We can ask ourselves now if this metaphor of coloring does not also apply to the effect that the Christian spirit produces in the waters—at times muddied—of our culture. How can one integrate the Christian message into the “new culture” created by the media of communication. John Paul II himself proposed a way: “We need heralds of the Gospel who are experts in humanity, who know in depth the hearts of the men of today, who participate in their joys and hopes, concerns and sorrows, and at the same time are persons in love with God. For this, we need new saints.”[5]

Along these lines, I would like to underline an aspect upon which Pope Benedict XVI has insisted, that is the positive meaning of the Christian message. He said this explicitly to a group of German language journalists a few months after his election. “Christianity, Catholicism, is not a set of prohibitions, but a positive option. It is very important to help people realize this once again, since today this outlook has almost completely disappeared. We have heard so much talk of what is not permitted that now one has to say: But we have a positive idea to propose.”[6]

St. Josemaría Escrivá, from whose priestly soul and from whose university vocation the Pontifical University of the Holy Cross was born, always had a clear perception of the great human and Christian service that professionals in communication could carry out. In fact, in the academic year 1940-1941 he gave, at the request of a friend and with the encouragement of the Bishop of Madrid, lessons of ethics and deontology in what later became the official school of journalism. He held that the children of God should be present with professionalism, Christian identity, and love of the truth in those places where public opinion is formed. “It is difficult,” this holy priest reminded us, “for people really to live together harmoniously when there is no real information. And real information does not fear the truth and does not allow itself to be led away by motives of intrigue, false prestige or economic advantage.”[7]

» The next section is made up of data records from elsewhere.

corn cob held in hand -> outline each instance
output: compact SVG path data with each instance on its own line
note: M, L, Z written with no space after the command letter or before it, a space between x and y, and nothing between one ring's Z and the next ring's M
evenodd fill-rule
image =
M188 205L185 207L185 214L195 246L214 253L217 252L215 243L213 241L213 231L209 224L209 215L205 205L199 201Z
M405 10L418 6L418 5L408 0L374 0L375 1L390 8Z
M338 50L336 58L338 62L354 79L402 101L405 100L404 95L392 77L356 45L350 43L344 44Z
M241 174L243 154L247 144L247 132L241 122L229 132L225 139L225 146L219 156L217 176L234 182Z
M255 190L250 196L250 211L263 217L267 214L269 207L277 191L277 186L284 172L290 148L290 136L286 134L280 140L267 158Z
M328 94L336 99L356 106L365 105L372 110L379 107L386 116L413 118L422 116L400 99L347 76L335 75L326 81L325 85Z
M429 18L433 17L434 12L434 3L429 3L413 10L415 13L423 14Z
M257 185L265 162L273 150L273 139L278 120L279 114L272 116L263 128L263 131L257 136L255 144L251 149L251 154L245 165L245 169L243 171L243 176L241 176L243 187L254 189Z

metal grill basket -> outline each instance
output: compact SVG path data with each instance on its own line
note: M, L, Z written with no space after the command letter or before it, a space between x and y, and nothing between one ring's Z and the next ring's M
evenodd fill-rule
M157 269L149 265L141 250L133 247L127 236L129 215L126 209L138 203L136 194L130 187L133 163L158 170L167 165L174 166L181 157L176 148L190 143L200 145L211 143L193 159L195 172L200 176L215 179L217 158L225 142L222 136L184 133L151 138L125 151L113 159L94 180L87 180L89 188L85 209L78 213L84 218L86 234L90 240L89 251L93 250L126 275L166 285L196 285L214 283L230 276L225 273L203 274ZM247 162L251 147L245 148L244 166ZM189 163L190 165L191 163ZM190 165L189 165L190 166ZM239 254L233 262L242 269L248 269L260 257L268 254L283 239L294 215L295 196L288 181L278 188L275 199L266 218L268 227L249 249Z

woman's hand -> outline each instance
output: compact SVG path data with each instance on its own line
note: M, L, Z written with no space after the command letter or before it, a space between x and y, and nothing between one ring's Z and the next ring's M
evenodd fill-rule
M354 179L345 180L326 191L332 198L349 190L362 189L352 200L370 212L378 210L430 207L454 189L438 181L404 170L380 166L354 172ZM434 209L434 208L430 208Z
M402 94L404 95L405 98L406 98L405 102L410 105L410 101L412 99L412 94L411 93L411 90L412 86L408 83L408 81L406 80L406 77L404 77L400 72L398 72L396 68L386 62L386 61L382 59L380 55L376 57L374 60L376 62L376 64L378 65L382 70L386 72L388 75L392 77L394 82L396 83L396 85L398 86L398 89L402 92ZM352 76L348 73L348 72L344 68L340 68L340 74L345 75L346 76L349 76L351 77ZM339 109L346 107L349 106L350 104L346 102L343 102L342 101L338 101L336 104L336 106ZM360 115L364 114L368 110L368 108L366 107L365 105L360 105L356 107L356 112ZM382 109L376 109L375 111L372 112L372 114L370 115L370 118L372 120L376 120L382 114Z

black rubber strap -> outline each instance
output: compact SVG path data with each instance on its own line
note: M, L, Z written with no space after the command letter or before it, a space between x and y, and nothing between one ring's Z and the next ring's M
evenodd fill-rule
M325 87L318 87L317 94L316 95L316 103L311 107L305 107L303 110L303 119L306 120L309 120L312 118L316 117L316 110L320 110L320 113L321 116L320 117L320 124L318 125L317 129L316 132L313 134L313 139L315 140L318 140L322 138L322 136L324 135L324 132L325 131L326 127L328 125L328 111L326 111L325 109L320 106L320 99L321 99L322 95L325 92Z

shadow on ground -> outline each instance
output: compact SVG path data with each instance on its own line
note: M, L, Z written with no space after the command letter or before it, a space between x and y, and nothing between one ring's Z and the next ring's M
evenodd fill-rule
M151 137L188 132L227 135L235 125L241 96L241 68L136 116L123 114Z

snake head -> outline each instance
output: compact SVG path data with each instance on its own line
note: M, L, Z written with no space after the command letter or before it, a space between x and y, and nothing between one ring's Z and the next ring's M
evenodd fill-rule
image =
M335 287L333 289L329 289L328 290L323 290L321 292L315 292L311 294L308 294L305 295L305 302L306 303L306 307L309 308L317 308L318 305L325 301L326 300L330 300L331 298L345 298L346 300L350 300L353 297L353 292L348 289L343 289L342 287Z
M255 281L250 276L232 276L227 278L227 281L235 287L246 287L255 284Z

This entails, in the academic setting, harmonizing the gift of faith with the daily effort to deepen one's knowledge of the communications field. Thus we will help to “to make the truth lovable,” as our first Chancellor, Bishop Alvaro del Portillo, advised in the title of a book that collected some of his addresses at this university. How much gratitude we owe to this bishop, so exemplary in his service to the Church and to souls! Following his example, let us entrust these resolutions to our Lord and to Holy Mary, the Seat of Wisdom.

[1] St. Gregory the Great, To the Serene Bishop, Dz 477, PL 77, 1128BC-1129C.

[2] Cf. John Paul II, Redemptoris Missio, no. 37.

[3] Ibid.

[4] Neil Postman, “Defending Ourselves Against the Seductions of Eloquence,” in Kenneth Dyson and Walter Homolka, Eds. Culture First! Promoting Standards in the New Media Age, Cassel, London, 1996, p. 34.

[5] John Paul II, Address to the Symposium of the Council of the European Bishops’ Conference, October 11, 1985.

[6] Benedict XVI, August 5, 2005.

[7] St. Josemaría, Conversations with Josemaría Escrivá, no. 86.

Romana, n. 46, January-June 2008, p. 95-97.